BAUBAU- Anggota Badan Pengawas Pemilihan Umum (Bawaslu) RI Divisi Penyelesaian Sengketa, Rahmat Bagja menegaskan tak akan mentolerir bila ada anggota Pengawas Pemilihan Umum (Panwaslu) yang menjadi titipan salah satu paslon. Jika terindikasi maka sanksi tegas menanti oknum panwaslu tersebut.

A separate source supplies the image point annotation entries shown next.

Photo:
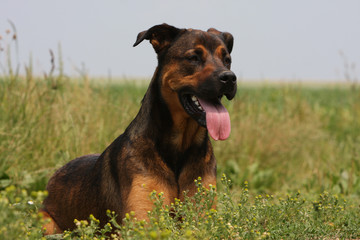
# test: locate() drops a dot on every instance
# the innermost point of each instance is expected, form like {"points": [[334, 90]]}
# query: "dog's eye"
{"points": [[227, 61]]}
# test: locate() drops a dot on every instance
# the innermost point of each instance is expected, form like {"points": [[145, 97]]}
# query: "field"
{"points": [[291, 164]]}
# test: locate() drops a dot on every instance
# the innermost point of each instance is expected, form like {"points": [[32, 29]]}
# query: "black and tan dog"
{"points": [[166, 146]]}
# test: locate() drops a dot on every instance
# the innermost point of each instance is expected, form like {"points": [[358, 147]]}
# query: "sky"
{"points": [[317, 40]]}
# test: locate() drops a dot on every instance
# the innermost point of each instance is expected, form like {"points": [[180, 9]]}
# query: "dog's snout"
{"points": [[228, 84], [227, 77]]}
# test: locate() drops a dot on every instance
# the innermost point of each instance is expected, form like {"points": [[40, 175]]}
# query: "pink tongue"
{"points": [[217, 120]]}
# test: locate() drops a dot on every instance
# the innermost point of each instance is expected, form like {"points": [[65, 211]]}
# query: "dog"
{"points": [[166, 146]]}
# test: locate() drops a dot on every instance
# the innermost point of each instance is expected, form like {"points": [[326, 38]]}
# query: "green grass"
{"points": [[284, 138], [291, 164]]}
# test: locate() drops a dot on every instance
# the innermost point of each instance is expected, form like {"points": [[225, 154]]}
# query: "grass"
{"points": [[291, 164]]}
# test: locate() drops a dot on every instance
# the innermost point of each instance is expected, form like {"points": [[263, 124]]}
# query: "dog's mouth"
{"points": [[210, 114]]}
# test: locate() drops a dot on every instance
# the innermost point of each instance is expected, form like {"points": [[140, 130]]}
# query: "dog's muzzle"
{"points": [[228, 84]]}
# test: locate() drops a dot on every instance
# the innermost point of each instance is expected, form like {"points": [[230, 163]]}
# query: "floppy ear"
{"points": [[160, 36], [225, 36]]}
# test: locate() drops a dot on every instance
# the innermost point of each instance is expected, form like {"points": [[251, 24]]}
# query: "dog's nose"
{"points": [[228, 82], [227, 77]]}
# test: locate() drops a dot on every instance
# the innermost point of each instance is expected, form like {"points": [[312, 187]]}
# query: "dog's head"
{"points": [[194, 70]]}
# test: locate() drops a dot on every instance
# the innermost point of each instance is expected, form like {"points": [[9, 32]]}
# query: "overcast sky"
{"points": [[274, 39]]}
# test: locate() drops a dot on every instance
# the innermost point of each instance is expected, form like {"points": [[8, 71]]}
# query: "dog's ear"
{"points": [[160, 36], [225, 36]]}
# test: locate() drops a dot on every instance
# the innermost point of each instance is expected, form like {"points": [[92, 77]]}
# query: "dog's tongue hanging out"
{"points": [[217, 120]]}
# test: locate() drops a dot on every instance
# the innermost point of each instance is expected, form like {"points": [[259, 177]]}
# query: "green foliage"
{"points": [[283, 137], [237, 216], [19, 217]]}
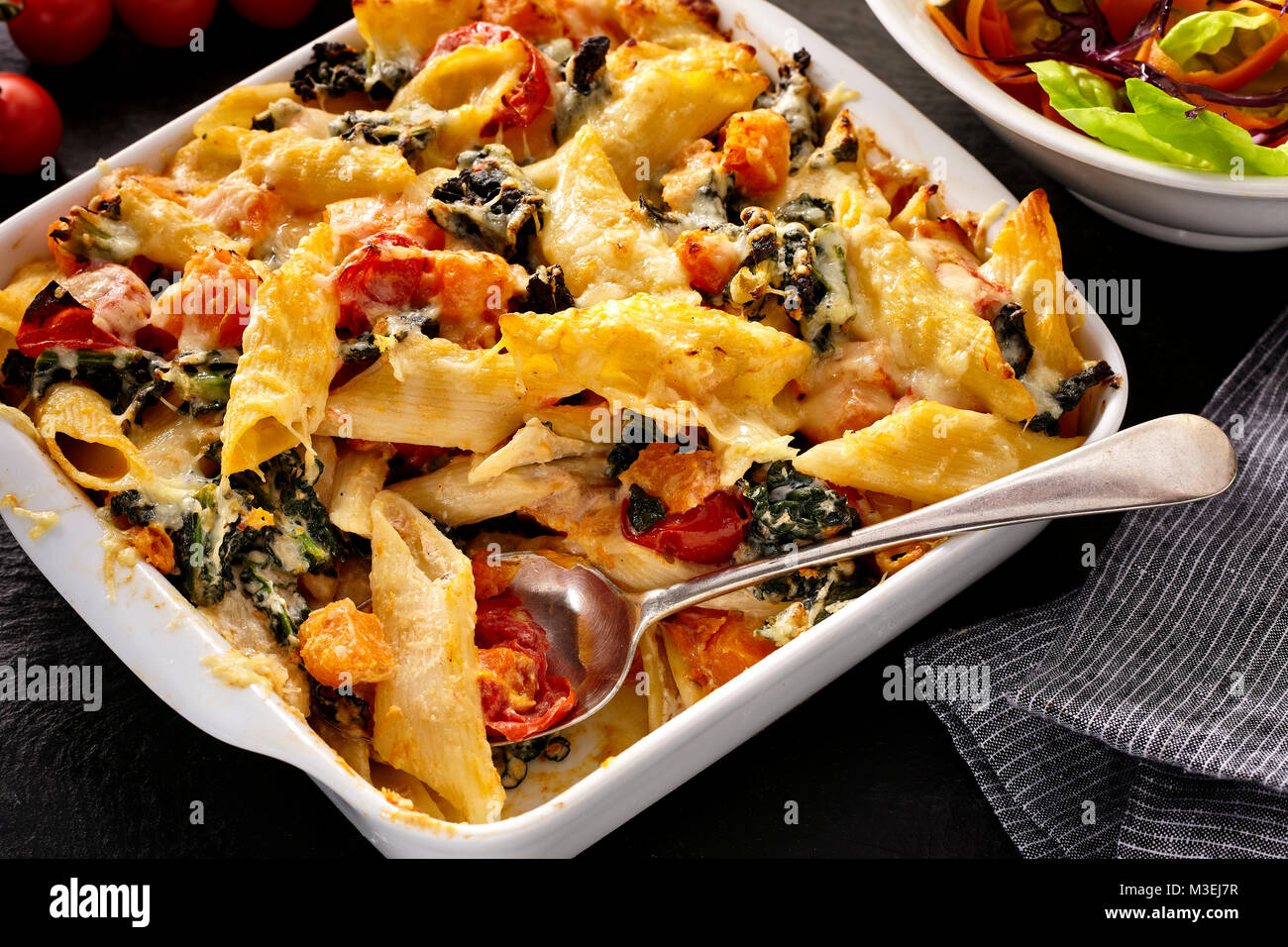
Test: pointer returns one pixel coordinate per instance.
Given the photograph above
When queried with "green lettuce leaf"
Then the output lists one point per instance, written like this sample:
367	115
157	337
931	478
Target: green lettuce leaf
1089	103
1207	136
1205	34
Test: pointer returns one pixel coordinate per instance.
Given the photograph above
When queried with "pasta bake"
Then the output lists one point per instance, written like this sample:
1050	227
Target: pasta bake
575	277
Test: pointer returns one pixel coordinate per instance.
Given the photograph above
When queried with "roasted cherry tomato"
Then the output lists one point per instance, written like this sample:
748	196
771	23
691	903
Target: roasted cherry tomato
55	318
708	534
522	103
274	14
519	698
166	22
382	275
31	127
56	33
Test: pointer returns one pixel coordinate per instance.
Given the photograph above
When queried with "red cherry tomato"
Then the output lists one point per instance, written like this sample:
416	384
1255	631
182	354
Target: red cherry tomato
31	127
382	275
166	22
523	103
513	656
55	318
56	33
708	534
274	14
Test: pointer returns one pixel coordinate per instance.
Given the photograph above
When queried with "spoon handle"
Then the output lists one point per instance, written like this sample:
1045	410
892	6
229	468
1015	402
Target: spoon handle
1170	460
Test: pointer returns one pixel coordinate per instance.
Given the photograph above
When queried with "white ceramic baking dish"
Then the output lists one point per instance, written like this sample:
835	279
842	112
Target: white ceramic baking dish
1203	209
155	631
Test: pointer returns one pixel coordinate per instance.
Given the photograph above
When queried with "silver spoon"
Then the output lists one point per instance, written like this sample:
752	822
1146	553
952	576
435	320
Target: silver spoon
593	626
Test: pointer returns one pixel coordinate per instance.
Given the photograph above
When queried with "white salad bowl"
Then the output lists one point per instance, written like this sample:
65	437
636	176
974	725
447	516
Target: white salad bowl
571	804
1201	209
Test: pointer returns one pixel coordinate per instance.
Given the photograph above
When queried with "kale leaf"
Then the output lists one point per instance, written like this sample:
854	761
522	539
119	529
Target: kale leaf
790	509
489	200
1013	339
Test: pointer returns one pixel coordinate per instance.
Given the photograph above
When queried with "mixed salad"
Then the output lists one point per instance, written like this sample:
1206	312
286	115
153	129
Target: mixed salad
1186	82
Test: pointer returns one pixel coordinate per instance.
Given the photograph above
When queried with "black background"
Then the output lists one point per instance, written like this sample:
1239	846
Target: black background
871	777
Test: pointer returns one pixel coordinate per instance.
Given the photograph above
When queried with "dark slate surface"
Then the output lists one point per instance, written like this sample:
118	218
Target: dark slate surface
871	777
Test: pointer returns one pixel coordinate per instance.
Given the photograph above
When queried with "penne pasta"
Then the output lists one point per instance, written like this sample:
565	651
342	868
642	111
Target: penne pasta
433	392
948	351
359	476
81	433
428	718
930	453
277	395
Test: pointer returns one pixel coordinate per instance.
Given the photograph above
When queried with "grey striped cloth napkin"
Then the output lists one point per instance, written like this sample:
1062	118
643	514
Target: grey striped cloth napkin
1146	712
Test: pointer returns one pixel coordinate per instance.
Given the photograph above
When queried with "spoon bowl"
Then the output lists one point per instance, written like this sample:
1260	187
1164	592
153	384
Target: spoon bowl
593	626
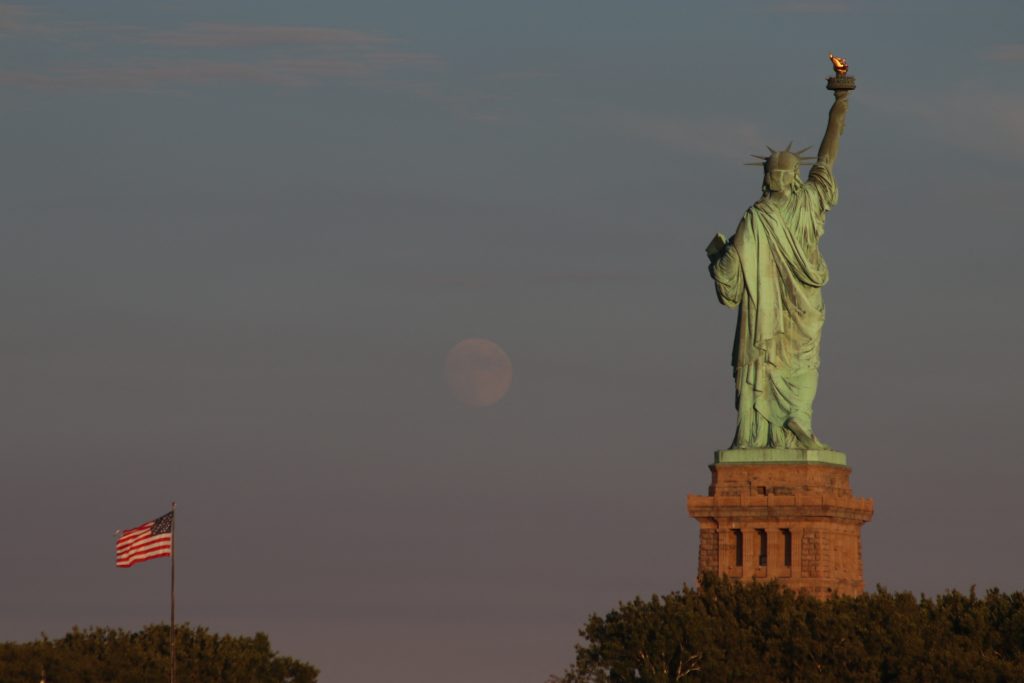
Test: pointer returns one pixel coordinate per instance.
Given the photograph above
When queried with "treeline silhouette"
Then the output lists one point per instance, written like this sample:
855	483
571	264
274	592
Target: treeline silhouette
728	631
115	655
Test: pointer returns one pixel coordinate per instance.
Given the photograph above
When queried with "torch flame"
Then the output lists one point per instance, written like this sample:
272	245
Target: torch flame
839	63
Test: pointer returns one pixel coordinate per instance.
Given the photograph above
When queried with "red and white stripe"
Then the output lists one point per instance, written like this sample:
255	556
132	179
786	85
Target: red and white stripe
137	545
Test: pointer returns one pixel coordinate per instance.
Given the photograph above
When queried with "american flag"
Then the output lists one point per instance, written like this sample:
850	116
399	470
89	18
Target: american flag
145	542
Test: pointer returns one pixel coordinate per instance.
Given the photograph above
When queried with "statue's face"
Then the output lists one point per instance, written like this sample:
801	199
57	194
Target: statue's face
781	171
779	179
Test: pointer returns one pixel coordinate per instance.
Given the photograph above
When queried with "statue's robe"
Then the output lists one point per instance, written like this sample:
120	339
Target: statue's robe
773	271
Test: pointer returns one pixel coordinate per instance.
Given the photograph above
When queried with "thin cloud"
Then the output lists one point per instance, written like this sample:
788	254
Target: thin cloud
1010	52
226	35
293	56
289	73
702	137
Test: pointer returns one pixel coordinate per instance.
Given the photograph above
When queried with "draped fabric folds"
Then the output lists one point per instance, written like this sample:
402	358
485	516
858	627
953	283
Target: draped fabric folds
773	271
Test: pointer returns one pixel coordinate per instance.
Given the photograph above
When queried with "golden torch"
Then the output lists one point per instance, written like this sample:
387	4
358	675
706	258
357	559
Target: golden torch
840	81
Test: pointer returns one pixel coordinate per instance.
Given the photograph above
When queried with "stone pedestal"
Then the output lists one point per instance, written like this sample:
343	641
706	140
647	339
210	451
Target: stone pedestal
782	514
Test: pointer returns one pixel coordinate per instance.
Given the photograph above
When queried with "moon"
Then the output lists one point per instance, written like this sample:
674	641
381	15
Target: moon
478	372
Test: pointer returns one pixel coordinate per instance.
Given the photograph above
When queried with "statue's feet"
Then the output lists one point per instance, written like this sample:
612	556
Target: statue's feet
806	437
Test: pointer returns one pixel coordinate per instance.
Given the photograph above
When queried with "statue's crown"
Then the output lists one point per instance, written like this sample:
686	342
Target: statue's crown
783	159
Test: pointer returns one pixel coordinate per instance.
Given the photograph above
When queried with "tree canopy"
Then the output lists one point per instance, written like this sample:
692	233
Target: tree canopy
114	655
728	631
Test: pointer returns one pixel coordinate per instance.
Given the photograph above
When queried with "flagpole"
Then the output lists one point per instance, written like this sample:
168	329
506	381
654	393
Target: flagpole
172	590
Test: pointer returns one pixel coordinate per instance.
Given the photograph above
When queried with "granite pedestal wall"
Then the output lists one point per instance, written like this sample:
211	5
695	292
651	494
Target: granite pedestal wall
787	515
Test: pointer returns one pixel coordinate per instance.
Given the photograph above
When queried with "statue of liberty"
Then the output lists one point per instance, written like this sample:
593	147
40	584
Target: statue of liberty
773	271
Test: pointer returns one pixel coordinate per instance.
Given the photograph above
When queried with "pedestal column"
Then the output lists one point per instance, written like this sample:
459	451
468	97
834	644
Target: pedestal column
801	495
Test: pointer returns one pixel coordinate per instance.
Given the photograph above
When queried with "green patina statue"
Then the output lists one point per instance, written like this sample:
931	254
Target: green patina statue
773	271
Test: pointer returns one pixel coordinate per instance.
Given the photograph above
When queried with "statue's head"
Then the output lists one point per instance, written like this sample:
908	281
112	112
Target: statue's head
782	169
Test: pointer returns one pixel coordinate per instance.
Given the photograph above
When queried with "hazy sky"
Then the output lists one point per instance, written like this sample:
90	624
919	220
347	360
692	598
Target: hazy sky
239	239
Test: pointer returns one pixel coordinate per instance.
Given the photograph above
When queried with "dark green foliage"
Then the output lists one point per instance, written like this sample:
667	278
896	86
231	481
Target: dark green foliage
727	631
115	655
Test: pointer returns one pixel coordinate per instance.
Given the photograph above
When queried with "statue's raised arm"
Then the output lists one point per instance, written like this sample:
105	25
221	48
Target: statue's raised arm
841	84
837	121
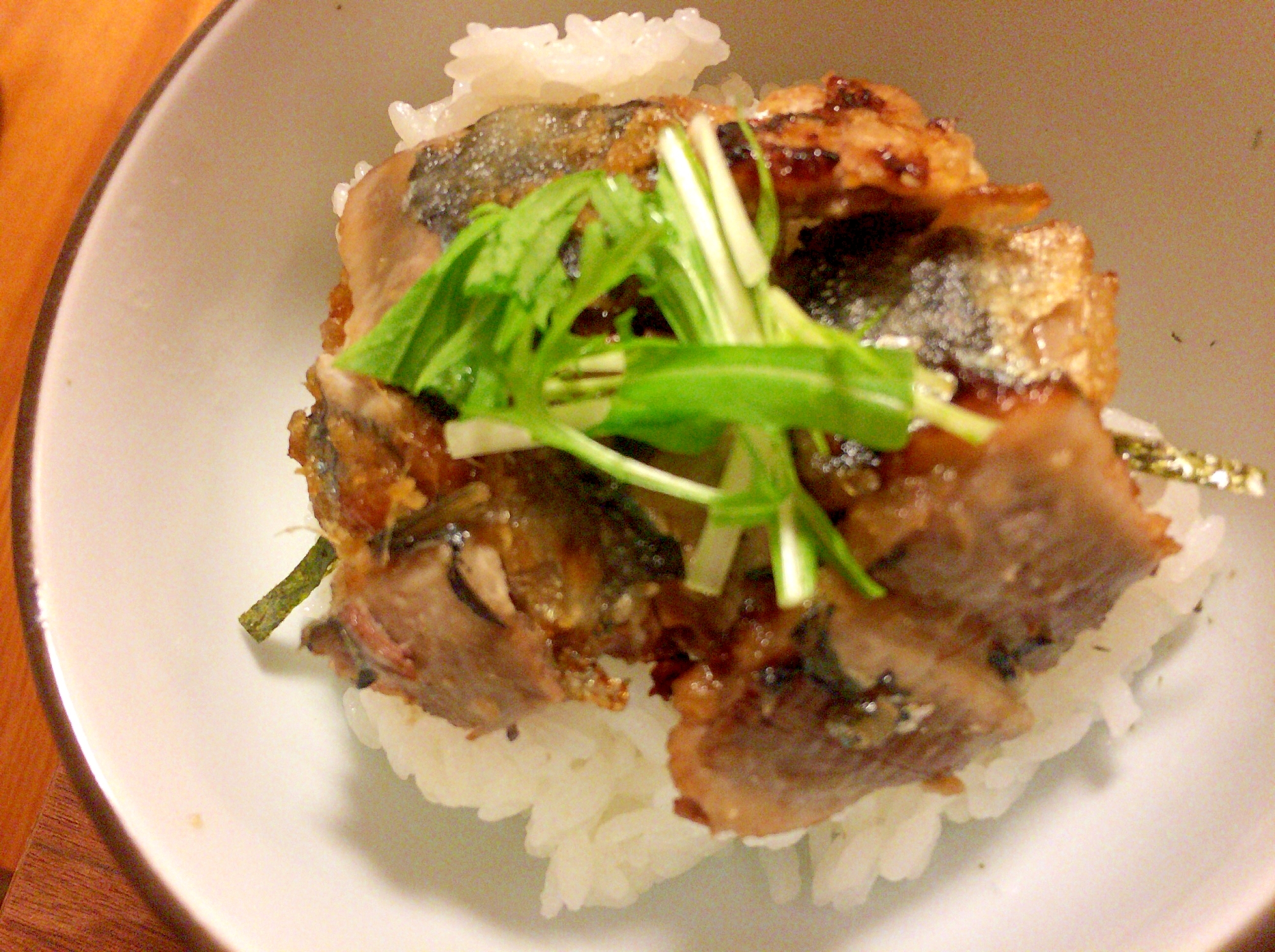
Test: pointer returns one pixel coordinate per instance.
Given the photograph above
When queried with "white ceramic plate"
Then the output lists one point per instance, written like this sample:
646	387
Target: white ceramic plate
154	489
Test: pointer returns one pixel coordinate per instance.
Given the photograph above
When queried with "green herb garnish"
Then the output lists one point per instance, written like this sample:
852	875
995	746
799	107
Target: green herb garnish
277	604
489	328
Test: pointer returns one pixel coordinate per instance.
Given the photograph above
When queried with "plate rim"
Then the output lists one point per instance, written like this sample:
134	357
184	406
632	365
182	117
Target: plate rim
140	872
1257	935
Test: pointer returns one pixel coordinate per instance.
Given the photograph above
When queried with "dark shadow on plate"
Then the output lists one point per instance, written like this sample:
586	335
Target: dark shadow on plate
288	660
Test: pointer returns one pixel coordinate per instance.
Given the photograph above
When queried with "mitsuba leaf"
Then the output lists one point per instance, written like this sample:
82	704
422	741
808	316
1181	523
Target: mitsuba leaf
398	348
786	387
520	254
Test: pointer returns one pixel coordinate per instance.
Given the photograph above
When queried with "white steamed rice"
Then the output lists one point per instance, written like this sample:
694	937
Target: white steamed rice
596	784
600	796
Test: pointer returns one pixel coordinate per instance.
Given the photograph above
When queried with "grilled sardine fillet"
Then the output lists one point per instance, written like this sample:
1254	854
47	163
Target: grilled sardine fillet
479	590
994	557
486	589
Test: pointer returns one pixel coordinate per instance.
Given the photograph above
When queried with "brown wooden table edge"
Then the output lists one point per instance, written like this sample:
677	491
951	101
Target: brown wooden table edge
95	800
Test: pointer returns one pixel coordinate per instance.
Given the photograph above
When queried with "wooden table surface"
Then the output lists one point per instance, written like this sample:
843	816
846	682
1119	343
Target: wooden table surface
71	73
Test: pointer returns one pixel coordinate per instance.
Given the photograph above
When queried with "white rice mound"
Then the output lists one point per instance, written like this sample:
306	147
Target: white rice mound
596	784
600	796
623	58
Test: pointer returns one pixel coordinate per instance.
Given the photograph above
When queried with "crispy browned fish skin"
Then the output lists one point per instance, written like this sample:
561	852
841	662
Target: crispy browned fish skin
772	748
781	729
995	558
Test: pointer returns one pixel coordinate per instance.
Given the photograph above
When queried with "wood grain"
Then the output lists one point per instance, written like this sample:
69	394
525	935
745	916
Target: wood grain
68	895
71	73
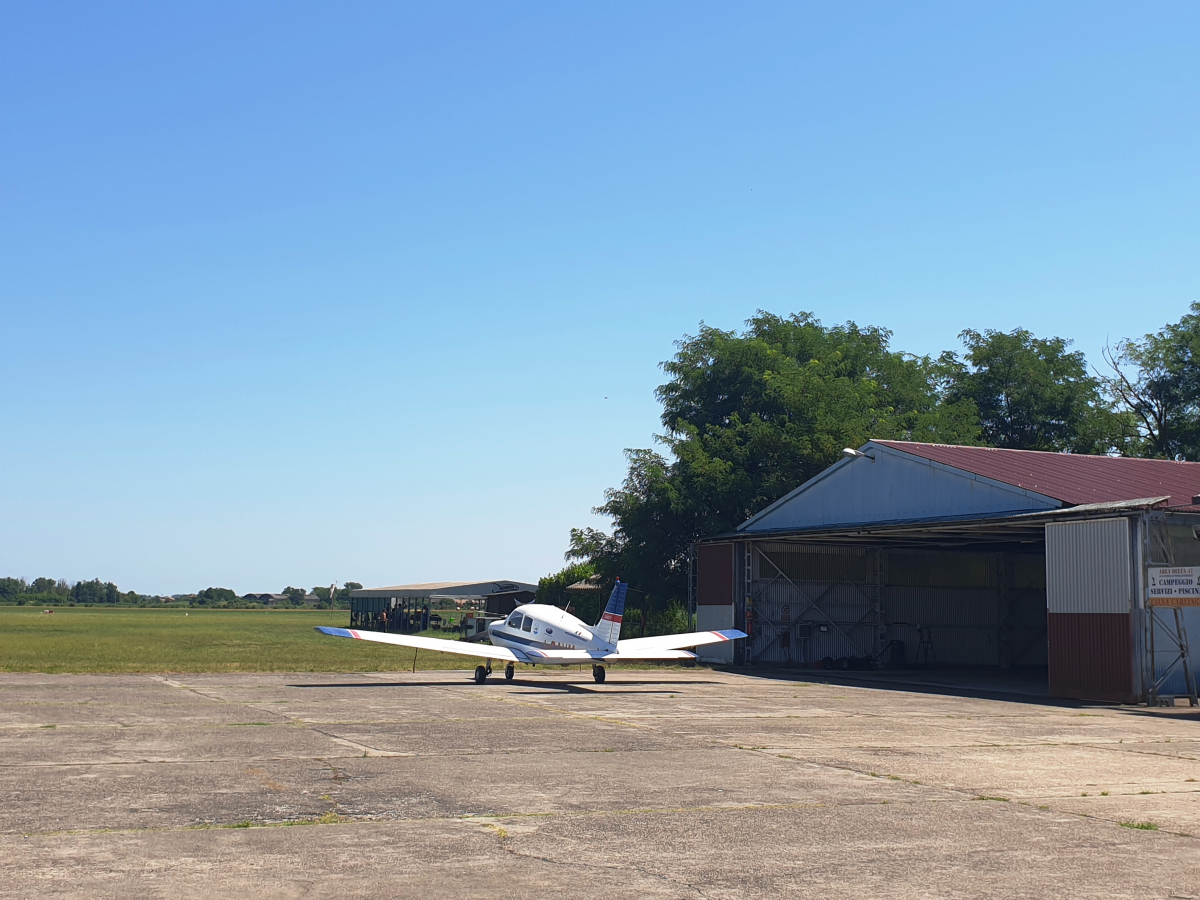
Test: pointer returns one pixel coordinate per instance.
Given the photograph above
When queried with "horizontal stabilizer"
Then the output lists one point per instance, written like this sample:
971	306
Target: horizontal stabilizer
480	651
641	646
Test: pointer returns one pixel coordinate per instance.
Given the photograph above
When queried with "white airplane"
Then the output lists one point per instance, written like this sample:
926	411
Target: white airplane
547	636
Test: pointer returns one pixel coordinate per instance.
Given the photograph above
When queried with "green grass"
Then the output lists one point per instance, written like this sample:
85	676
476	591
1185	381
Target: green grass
89	640
129	640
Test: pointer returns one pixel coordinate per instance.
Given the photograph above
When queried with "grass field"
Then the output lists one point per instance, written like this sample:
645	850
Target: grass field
90	640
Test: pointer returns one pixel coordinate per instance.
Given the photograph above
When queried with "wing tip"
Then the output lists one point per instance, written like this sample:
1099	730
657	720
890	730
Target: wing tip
334	631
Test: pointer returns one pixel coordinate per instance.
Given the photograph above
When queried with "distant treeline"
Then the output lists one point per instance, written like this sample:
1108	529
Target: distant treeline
58	592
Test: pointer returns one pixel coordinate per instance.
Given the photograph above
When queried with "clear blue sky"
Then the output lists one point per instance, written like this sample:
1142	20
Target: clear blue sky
300	293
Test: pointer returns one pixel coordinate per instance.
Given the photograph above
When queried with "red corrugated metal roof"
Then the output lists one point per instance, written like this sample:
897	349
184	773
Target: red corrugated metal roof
1069	478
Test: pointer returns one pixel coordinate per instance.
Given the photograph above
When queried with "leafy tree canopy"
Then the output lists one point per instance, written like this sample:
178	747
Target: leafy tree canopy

‚ÄĚTidak ada ampun, jika terindikasi ke salah satu paslon maka langsung kita tindak. Yang bersangkutan akan langsung dinon aktifkan dan dibawa dihadapan Dewan Kehormatan Penyelenggara Pemilu (DKPP) RI,” tegas Rahmat Bagja kepada awak media di Baruga Keraton Wolio, Rabu (18/10) lalu.

Kendati begitu, Rahmat yakin anggota Panwaslu pada Pilkada 2018 mendatang adalah orang-orang yang memiliki integritas tinggi. Dengan begitu, kecenderungan untuk mendukung salah satu paslon dipastikan tidak ada.

“Saya yakin tidak ada anggota Panwas yang seperti itu. Tapi kalaupun ada, maka sanksi tegas menunggu. Olehnya kami sebagai badan pengambil tindakan meminta semua masyarakat untuk bersama mengawasi pesta demokrasi ini. Jika ada kecurangan, siapapun baik paslon atau penyelenggara pemilu maka laporkan, jangan takut. Kami buka pintu seluas-luasnya,” tandasnya.

Ketua Panwaslu Kota Baubau, M Yusran Elfargani mengaku pihaknya akan menjunjung tinggi integritas dan netralitas dalam Pilkada 2018 nanti. Sebab, tindak kecurangan dari anggota Panwas baik ditingkat kota, kecamatan ataupun kelurahan akan berkonsekuensi hukum.

“Ancaman pidana bagi anggota panwas yang lebih condong ke salah satu paslon itu jelas. Bila masyarakat pidana nya satu tahun maka kami sebagai penyelenggara ditambah sepertiganya lagi. Ini perlu dicamkan semua anggota penyelenggara,” bebernya.

Selain ancaman pidana, keberpihakan anggota panwas dapat mencederai demokrasi itu sendiri. Kehadiran panwas sendiri bertujuan agar penyelenggaraan pemilihan umun bisa berjalan dengan baik dan sukses.